NSSF taps mortgage companies to sell houses

Housing Finance is among the financing partners in NSSF’s latest project involving the construction of 1,581 houses units in Embakasi, Nairobi. Photo/FILE

Workers’ provident fund NSSF has teamed up with mortgage finance companies to sell houses in a change of tack aimed at improving the retirement fund’s loan recovery rate and making allocation of homes to potential buyers transparent.

Mr Alex Kazongo, the managing trustee of the National Social Security Fund (NSSF), said the retirement fund had previously encountered difficulties selling houses under the tenant-purchase scheme, but under the new system buyers would deal directly with mortgage institutions.

Housing Finance, KCB, Standard Chartered, CFC Stanbic, Co-operative, I&M Bank and Ecobank were named as the financing partners in NSSF’s latest project involving the construction of 1,581 houses in Nyayo Estate Embakasi, Nairobi. Mr Kazongo said the houses, which are still under construction with a projected completion date of August 2012, will be sold exclusively under “cash or mortgage” terms.

This will be NSSF’s fourth and fifth construction phase of houses at Nyayo Estate, Embakasi.

The sale of houses built in previous phases was steeped in controversy after some buyers claimed they were not allocated transparently.

In the previous scheme, individuals were required to raise a 10 per cent deposit while payment of the balance was based upon proof of ability to repay in monthly instalments equal to what they would pay as monthly rent in a tenant purchase scheme run by NSSF.

The decision by NSSF to sell through the tenant-purchase scheme was said to be informed by Kenyans’ aversion to debt, but with the recent increased uptake of mortgage financing, NSSF seems to have reconsidered the position.

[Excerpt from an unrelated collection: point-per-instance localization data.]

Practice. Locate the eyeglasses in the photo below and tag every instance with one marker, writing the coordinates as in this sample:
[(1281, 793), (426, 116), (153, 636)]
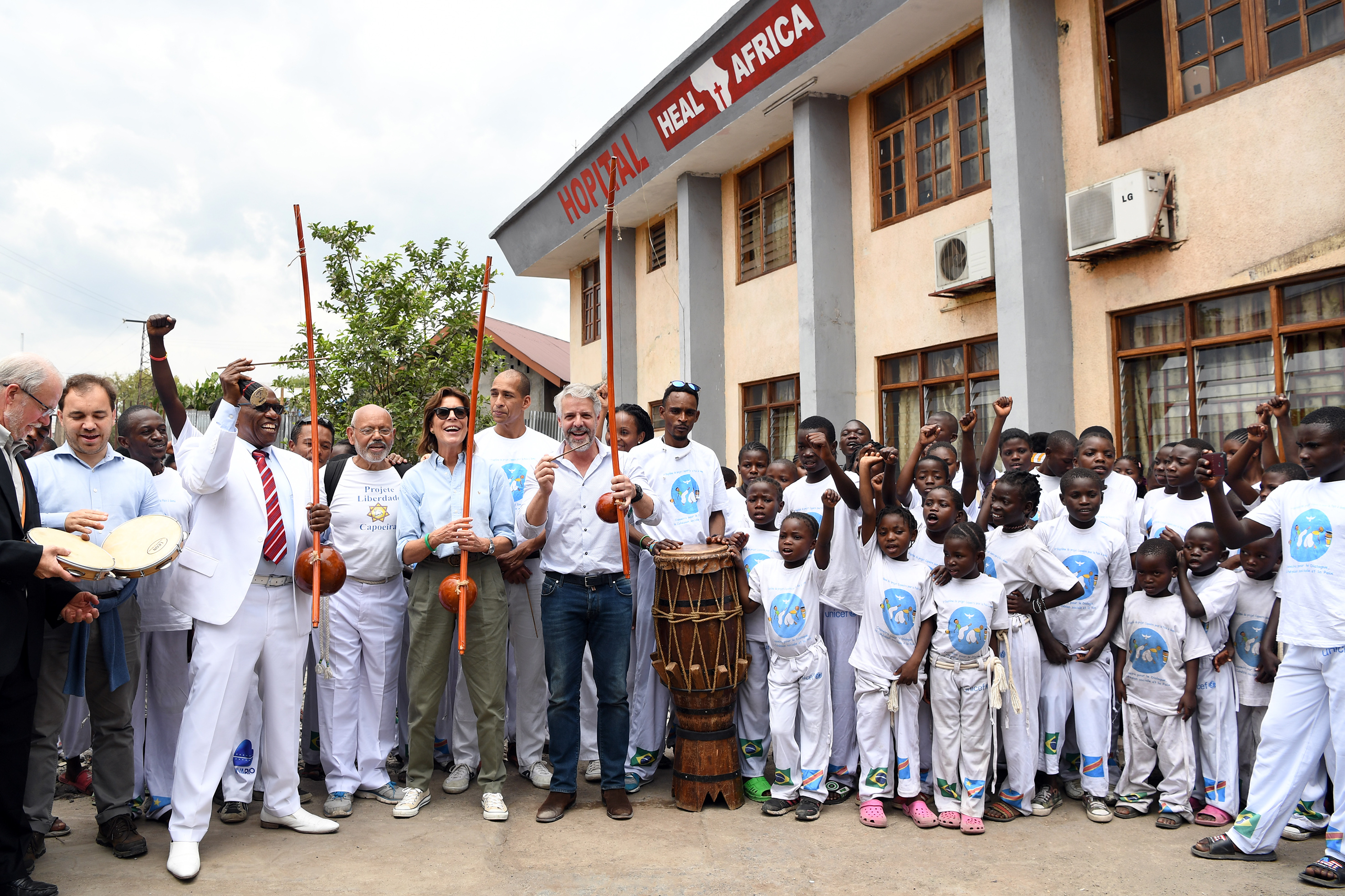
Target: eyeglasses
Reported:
[(444, 413)]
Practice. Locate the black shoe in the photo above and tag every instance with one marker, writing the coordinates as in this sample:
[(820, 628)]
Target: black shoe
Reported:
[(122, 836), (27, 887)]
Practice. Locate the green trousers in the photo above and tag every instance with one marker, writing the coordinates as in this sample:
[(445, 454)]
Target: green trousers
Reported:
[(434, 637)]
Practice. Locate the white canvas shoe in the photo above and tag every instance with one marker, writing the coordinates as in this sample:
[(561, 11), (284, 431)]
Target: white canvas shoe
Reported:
[(184, 859), (302, 821)]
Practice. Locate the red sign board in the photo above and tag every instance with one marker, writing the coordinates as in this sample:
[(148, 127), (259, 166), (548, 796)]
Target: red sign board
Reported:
[(763, 49)]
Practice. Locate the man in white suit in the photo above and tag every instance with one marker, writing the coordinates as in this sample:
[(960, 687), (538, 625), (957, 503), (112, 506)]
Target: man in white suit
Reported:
[(236, 579)]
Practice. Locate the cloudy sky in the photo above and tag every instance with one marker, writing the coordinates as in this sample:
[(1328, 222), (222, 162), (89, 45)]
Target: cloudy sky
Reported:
[(154, 153)]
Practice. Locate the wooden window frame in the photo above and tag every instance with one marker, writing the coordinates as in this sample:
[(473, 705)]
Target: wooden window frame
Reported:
[(759, 202), (1255, 56), (591, 305), (907, 127), (1189, 345)]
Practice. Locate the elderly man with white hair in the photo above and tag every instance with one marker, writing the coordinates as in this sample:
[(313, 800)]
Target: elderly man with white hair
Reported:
[(586, 596)]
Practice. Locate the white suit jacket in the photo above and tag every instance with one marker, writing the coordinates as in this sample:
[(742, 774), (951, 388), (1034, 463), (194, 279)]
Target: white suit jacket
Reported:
[(229, 526)]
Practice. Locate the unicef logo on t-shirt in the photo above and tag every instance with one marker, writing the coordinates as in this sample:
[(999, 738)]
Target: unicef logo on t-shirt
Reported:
[(1086, 570), (967, 630), (899, 611), (788, 615), (1247, 642), (686, 493), (1148, 650), (516, 478), (1310, 536)]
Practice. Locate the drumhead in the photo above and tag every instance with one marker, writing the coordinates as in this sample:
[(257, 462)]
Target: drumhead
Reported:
[(143, 543), (84, 555)]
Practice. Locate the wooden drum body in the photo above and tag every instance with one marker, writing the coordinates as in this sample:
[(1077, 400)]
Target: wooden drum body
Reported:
[(701, 656)]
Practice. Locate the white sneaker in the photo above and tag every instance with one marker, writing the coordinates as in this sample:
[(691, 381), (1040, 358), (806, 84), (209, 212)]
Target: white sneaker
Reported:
[(412, 799), (494, 808), (302, 821), (459, 779), (540, 775), (184, 859)]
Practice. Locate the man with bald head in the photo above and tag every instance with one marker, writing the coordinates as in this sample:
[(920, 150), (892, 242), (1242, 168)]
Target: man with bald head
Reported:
[(357, 705)]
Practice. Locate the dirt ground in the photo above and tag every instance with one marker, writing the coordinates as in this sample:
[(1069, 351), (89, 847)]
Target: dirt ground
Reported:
[(450, 848)]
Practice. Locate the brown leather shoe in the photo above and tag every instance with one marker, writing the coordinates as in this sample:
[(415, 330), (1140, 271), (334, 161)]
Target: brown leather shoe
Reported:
[(618, 804), (553, 808)]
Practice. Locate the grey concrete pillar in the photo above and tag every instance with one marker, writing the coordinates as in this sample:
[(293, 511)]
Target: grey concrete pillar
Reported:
[(624, 365), (826, 256), (700, 288), (1028, 170)]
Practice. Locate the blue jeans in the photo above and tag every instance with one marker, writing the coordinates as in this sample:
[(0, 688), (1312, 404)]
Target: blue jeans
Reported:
[(573, 615)]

“It will definitely improve their cash flow, enabling them to engage in other income projects” said Eric Musau, an analyst at African Alliance Investment Bank.

The tenant purchase scheme constituted Sh4 billion (about five per cent) of the Sh80 billion portfolio held by the parastatal.

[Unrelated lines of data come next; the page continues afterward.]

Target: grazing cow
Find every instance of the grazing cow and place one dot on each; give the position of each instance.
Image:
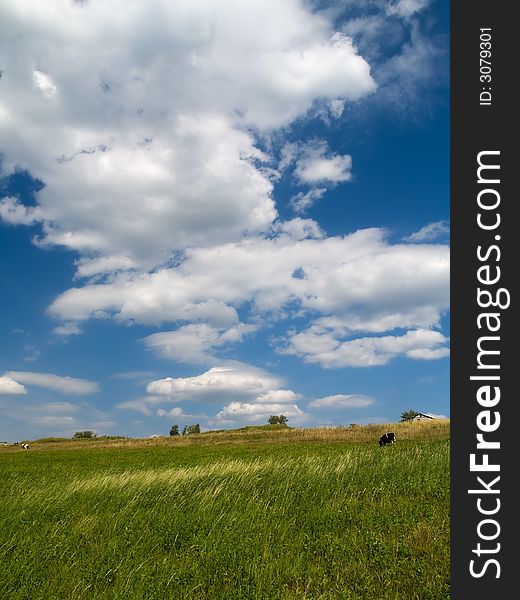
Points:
(387, 438)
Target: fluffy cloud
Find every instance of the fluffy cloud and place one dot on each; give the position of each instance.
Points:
(57, 383)
(342, 401)
(131, 177)
(10, 387)
(352, 284)
(217, 383)
(248, 395)
(258, 412)
(316, 167)
(196, 342)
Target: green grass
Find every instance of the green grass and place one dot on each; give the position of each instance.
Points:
(212, 518)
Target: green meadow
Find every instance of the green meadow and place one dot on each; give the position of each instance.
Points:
(260, 513)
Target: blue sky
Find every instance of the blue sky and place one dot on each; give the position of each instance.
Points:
(215, 212)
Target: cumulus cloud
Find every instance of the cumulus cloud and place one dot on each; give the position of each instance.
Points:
(341, 401)
(316, 167)
(303, 200)
(217, 383)
(325, 349)
(10, 387)
(237, 412)
(130, 177)
(429, 232)
(14, 213)
(248, 395)
(57, 383)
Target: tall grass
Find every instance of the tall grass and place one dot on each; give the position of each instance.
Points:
(310, 519)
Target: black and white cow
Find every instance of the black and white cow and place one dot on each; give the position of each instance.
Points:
(387, 438)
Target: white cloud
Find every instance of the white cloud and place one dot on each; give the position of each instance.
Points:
(316, 168)
(14, 213)
(171, 414)
(64, 385)
(44, 83)
(217, 383)
(195, 343)
(304, 200)
(406, 8)
(67, 329)
(342, 401)
(10, 387)
(325, 349)
(358, 278)
(258, 412)
(139, 121)
(429, 232)
(53, 422)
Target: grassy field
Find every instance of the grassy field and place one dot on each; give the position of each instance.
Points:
(254, 514)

Inclusion of the financiers at the start of the projects will assure buyers that price adjustment after completion will not recur, as the asset value appreciation has already been factored in, given that financiers demand sales agreement that are legally enforceable so as to disburse funds.

In their last sale, NSSF adjusted the prices to be paid by those who had applied for consideration for the 674 units for sale the previous year upwards by between Sh250,000 and Sh550,000 per house, a move the trustee said was in tandem with the prevailing market rates.

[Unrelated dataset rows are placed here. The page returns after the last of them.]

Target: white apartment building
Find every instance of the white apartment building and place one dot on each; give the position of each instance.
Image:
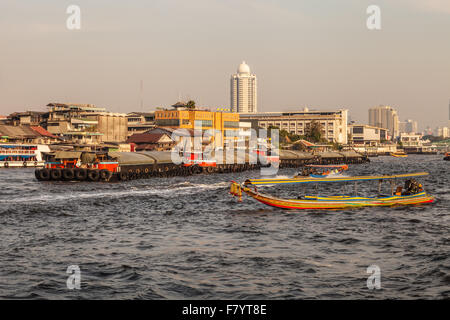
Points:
(364, 134)
(243, 90)
(385, 117)
(408, 126)
(334, 123)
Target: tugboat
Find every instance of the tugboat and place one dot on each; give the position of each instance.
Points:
(399, 154)
(78, 166)
(21, 155)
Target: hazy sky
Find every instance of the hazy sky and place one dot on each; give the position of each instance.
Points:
(304, 52)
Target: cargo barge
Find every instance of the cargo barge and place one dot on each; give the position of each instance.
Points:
(125, 166)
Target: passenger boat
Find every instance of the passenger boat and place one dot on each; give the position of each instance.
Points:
(447, 156)
(399, 154)
(413, 193)
(321, 171)
(22, 155)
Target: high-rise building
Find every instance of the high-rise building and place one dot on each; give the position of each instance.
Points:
(408, 126)
(243, 89)
(385, 117)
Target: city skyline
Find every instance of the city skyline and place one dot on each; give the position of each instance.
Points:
(303, 54)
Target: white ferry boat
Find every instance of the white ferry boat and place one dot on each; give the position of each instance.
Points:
(22, 155)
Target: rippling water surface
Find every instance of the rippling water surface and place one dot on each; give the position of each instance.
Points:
(187, 238)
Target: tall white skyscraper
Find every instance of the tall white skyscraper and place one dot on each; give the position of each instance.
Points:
(385, 117)
(243, 91)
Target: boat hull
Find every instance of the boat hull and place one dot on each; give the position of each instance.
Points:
(339, 202)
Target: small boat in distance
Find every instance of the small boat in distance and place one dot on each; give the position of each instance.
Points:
(399, 154)
(412, 193)
(15, 155)
(321, 171)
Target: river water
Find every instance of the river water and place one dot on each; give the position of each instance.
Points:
(187, 238)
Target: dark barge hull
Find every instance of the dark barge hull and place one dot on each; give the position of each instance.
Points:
(147, 165)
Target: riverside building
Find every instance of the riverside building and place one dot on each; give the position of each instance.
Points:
(225, 124)
(333, 123)
(243, 90)
(385, 117)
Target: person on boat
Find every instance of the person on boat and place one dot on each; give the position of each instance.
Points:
(412, 187)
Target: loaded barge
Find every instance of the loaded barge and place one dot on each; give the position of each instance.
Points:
(125, 166)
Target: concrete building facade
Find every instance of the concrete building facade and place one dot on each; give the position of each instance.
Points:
(243, 90)
(385, 117)
(364, 134)
(333, 123)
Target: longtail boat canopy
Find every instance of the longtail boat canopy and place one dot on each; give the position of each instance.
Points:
(334, 179)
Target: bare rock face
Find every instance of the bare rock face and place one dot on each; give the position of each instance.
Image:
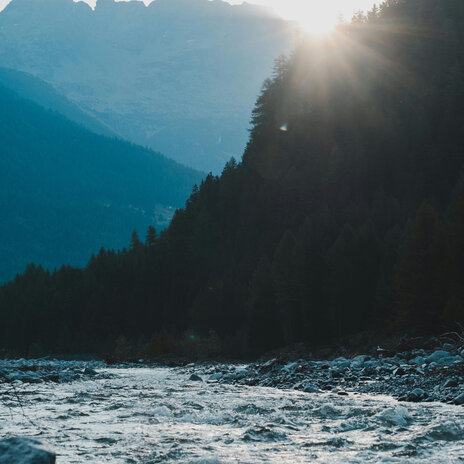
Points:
(24, 451)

All houses under the current phase are three-bedroom units with prices ranging between Sh6.1 million and Sh8.42 million.

In the last phase, the prices ranged between Sh4.4 million and Sh6.25 million showing the price inflation in the real estate sector.

The first 675 houses sold to the public in 2008 were snapped up in a day, indicating the high demand for housing amid tight supply.

But NSSF has been reducing its portfolio in real estate from 63 per cent in 2004 to 34.5 per cent in 2009 to re-align with the retirement benefit authority requirement of 30 per cent in order to lower illiquidity in its asset portfolio.